There is no stopping for Ireland-based Ryanair DAC , that is now seeing some positive development in it's challenge against European carriers, when the European Court of Justice agreed to hear in its General Court a review of the European Commission’s approval of state aid to Greece’s Aegean Airlines.
Ryanair v Commission (T-340/21) against the European Commission’s decision of 23 December 2020 to approve State aid for Greek airline Aegean Airlines (SA.59462 (2020/N) , Greece , COVID-19: Damage compensation for Aegean Airlines).
The case is not One off , 'Cyprus mail' sources say , Ryanair has taken it up on many fronts and Ryanair's arguement is that specific provisions of the Treaty on the Functioning of the European Union, the general principles of European law that have underpinned the liberalisation of air transport in the EU since the late 1980s (i.e., non-discrimination, free provision of services and free establishment) had not been respected.
Earlier , On 14 July 2021, the General Court handed down a judgment on an appeal by Ryanair to challenge a European Commission state aid decision approving, under Article 107(2)(b) of the TFEU, the grant of aid by Austria to support Austrian Airlines AG in the context of the COVID-19 pandemic.
We can expect a prolonged battle as the ruling by the EU’s highest court will simply allow the litigation to go forward; and it will be treated as a victory for Ryanair which has pursued litigation for what it alleges is misapplied state aid in 16 lawsuits against the Commission.
Ryanair says, EU Commission’s spineless approach to State aid since the beginning of the Covid-19 crisis has allowed Member States to write open-ended cheques to their inefficient zombie flag carriers in the name of faded national prestige.
In the month of May, the budget airline won two victories in its fight against billions of euros extended in state aid to rivals as Europe’s second-highest court annulled the support given to KLM and Portugal’s TAP on the grounds that regulators failed to justify the huge cash injections.
Ryanair commented in a statement after the ruling,
“The European Commission’s approvals of state aid to Air France-KLM and TAP went against the fundamental principles of EU law and reversed the clock on the process of liberalisation in air transport by rewarding inefficiency and encouraging unfair competition.”
But Ryanair has not been able to make this argument in every case.
It is the same court that rejected Ryanair’s challenge to a €10 billion Spanish fund for virus-hit companies approved by the European Commission, saying the measure complied with EU law.
Ryanair also suffered a setback when the Court backed Lufthansa’s challenge to the Commission’s 2017 decision allowing state aid to Frankfurt Hahn airport, where the Irish carrier was the main beneficiary.
“During the Covid-19 pandemic over €30 billion in discriminatory state subsidies has been gifted to EU flag carriers.

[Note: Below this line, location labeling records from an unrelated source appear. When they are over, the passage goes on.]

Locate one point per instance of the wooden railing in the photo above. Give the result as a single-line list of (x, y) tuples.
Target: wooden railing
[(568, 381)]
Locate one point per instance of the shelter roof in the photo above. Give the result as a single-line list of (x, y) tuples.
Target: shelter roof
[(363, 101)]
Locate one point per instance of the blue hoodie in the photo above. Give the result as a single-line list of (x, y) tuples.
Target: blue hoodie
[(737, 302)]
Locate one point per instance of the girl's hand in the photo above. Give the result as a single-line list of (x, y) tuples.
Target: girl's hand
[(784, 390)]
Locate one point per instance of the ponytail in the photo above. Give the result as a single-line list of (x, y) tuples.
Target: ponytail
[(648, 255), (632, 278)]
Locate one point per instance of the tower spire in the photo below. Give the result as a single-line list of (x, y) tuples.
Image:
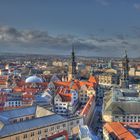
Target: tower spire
[(73, 63), (72, 68), (125, 72)]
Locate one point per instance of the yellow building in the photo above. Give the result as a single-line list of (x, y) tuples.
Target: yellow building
[(34, 123)]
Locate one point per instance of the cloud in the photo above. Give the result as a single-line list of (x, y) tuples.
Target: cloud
[(103, 2), (41, 42), (10, 34), (137, 6)]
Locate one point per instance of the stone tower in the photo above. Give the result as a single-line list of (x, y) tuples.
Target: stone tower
[(124, 80), (72, 68)]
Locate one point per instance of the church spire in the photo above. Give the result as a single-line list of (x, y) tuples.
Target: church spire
[(72, 67), (73, 63), (125, 72)]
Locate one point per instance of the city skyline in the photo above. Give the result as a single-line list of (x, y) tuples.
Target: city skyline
[(101, 27)]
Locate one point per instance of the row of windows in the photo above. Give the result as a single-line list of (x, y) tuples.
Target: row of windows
[(128, 117), (25, 136), (32, 134)]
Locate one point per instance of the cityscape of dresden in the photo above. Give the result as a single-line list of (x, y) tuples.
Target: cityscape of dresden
[(69, 69)]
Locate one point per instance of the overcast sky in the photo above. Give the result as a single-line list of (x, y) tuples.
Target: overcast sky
[(96, 27)]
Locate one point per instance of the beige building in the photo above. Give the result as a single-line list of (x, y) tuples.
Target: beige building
[(121, 105), (34, 123), (108, 79)]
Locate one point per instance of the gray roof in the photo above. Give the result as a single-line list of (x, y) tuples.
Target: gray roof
[(15, 128), (117, 103), (17, 113)]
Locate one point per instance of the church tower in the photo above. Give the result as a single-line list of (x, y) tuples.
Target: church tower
[(72, 68), (125, 72)]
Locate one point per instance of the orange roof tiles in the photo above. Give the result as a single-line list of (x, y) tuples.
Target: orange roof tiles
[(87, 106), (66, 97), (92, 79), (119, 131)]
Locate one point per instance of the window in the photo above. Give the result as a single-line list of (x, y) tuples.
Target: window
[(58, 127), (24, 136), (21, 119), (17, 138), (77, 121), (39, 132), (32, 134), (52, 128), (46, 130), (64, 125), (71, 123)]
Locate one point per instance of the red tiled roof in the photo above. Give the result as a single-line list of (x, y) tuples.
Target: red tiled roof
[(119, 131), (92, 79), (66, 97), (87, 106)]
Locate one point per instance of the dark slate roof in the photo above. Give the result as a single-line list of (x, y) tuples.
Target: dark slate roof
[(17, 113), (15, 128)]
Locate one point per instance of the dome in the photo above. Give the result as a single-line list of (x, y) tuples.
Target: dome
[(33, 79)]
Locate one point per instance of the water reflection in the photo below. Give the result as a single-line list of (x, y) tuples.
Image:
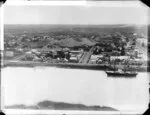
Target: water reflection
[(31, 85)]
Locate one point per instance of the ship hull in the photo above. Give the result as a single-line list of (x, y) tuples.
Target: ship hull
[(117, 74)]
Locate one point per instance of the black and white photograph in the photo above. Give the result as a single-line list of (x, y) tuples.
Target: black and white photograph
[(81, 58)]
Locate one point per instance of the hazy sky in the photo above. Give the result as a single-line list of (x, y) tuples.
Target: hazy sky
[(74, 15)]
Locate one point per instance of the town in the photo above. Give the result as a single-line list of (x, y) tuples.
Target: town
[(74, 47)]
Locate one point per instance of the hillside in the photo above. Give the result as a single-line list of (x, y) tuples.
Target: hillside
[(51, 105)]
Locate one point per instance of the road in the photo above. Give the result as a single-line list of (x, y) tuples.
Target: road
[(86, 56)]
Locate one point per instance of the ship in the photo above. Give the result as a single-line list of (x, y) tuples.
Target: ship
[(118, 72), (121, 74)]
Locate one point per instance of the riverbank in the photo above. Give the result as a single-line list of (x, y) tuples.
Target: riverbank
[(71, 66)]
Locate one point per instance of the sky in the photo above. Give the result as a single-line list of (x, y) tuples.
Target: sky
[(91, 14)]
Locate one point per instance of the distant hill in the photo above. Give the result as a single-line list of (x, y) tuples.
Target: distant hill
[(51, 105)]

Unless halted by the EU Courts in line with today’s ruling, the effects of market distortion caused by this State aid will be felt for decades.
If Europe is to emerge from this crisis with a functioning single market, the European Commission must stand up to national governments and stop rubberstamping discriminatory State aid to inefficient national airlines,” Ryanair commented after the ruling.